2 INFORMAÇÃO COMO FATOR ECONÔMICO DE PRODUÇÃO

Desde década de 80, a informação passou a figurar como o principal fator de
produção de produtos e serviços em decorrência da evolução na estrutura
produtiva das organizações. Estas passaram a identificar como necessidade a
produção, o registro e a difusão do conhecimento por meio de processos de
comunicação.
DRUCKER (2012, p.11) pontua que a partir deste momento “a informação é,
acima de tudo, um princípio de economia.” Neste sentido, STEWART (1998, p.6)

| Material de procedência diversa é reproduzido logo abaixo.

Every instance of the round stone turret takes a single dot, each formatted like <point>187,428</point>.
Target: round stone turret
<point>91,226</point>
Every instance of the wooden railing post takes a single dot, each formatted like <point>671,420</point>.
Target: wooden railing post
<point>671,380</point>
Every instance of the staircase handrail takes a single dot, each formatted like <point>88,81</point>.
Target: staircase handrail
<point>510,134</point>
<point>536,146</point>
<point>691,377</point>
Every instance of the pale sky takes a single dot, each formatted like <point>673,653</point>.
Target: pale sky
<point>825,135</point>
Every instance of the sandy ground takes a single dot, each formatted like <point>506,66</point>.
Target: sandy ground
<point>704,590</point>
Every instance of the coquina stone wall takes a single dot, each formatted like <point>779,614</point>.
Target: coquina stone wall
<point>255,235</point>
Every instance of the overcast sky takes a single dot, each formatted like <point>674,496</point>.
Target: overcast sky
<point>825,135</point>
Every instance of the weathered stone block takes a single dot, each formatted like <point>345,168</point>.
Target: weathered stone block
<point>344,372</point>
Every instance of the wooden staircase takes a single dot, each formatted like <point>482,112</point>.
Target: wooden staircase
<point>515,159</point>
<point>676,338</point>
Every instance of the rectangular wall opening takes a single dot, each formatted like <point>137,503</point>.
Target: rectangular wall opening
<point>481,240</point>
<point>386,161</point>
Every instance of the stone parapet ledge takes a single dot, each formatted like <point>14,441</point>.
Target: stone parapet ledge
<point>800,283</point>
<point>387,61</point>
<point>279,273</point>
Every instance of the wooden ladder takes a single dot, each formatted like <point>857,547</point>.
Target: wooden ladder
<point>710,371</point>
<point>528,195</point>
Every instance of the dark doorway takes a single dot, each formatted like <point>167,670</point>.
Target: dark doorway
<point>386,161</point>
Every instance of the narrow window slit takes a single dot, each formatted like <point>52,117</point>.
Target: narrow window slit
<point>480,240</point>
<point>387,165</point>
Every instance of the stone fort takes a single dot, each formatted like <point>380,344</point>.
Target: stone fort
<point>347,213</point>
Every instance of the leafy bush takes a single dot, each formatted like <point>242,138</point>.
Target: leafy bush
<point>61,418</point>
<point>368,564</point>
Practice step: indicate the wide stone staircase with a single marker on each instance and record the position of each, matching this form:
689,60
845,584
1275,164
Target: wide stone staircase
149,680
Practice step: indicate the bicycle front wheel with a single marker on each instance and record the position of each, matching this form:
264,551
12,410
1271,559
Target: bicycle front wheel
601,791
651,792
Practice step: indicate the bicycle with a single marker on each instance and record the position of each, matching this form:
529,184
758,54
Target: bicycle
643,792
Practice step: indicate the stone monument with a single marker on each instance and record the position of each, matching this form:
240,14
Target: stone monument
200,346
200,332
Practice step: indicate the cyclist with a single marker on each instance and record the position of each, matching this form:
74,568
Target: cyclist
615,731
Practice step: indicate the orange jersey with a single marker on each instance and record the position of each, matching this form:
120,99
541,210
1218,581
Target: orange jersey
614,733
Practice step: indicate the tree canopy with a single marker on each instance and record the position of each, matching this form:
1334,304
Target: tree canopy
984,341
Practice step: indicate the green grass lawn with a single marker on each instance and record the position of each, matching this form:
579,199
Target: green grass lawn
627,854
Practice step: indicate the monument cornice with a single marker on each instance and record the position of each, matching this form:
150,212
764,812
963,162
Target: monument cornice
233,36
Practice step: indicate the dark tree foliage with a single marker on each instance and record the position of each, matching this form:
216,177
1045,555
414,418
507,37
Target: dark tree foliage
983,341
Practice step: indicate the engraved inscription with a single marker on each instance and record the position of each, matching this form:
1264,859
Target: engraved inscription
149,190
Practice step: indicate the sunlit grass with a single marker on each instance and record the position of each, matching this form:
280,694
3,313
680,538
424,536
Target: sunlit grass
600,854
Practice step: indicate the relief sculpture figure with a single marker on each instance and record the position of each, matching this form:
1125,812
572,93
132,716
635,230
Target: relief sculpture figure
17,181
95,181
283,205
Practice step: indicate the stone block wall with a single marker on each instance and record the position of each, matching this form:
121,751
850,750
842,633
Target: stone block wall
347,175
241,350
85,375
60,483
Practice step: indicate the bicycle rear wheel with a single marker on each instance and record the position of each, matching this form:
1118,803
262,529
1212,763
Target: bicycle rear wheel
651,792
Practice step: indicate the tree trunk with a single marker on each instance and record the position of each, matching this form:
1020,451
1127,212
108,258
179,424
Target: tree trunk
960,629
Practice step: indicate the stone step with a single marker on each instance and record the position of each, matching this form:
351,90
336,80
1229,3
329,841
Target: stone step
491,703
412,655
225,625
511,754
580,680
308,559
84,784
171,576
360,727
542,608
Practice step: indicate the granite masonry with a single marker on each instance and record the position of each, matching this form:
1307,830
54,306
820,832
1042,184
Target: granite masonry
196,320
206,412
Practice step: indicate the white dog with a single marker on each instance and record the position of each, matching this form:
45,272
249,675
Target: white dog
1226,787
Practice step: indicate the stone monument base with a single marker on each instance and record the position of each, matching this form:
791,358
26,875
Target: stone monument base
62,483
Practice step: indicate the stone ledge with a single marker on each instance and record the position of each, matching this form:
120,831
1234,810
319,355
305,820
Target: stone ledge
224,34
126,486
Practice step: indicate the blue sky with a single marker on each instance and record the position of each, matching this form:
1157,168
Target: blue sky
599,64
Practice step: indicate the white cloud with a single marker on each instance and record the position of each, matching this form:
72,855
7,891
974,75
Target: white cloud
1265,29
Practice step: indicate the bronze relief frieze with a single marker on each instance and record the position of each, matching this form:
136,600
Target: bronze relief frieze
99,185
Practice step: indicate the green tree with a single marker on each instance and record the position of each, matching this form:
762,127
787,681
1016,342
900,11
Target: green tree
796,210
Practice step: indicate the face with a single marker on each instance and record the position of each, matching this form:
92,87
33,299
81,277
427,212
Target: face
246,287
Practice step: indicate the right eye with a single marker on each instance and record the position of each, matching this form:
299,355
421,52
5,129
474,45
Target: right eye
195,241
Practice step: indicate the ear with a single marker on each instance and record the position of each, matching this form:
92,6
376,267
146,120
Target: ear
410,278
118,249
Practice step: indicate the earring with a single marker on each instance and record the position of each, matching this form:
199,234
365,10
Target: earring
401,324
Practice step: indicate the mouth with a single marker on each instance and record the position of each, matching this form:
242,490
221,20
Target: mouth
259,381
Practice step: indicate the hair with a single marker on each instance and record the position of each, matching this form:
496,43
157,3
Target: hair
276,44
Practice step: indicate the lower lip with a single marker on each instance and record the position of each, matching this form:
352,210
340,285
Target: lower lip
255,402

afirma que “surge a economia da nova Era da Informação (EI), cujas fontes
fundamentais de riqueza são o conhecimento e a comunicação, e não os recursos
naturais ou o trabalho físico.”. Para LASTRES (1999, p.75) a “informação e o
conhecimento, ao assumir papel ainda mais importante e estratégico na nova
ordem econômica estabelecida, transformam-se em fontes de maior produtividade
e de crescimento econômico”. A informação, por ser subsídio estratégico para as
organizações, o processo de seleção de fontes de informação igualmente teve a
sua importância ressaltada em decorrência deste novo paradigma.
Tendo como perspectiva os fatores correlacionados: o valor, a necessidade, o
uso potencial de determinada informação podemos então, compor um determinado
acervo para atender as demandas informacionais de uma comunidade de usuários.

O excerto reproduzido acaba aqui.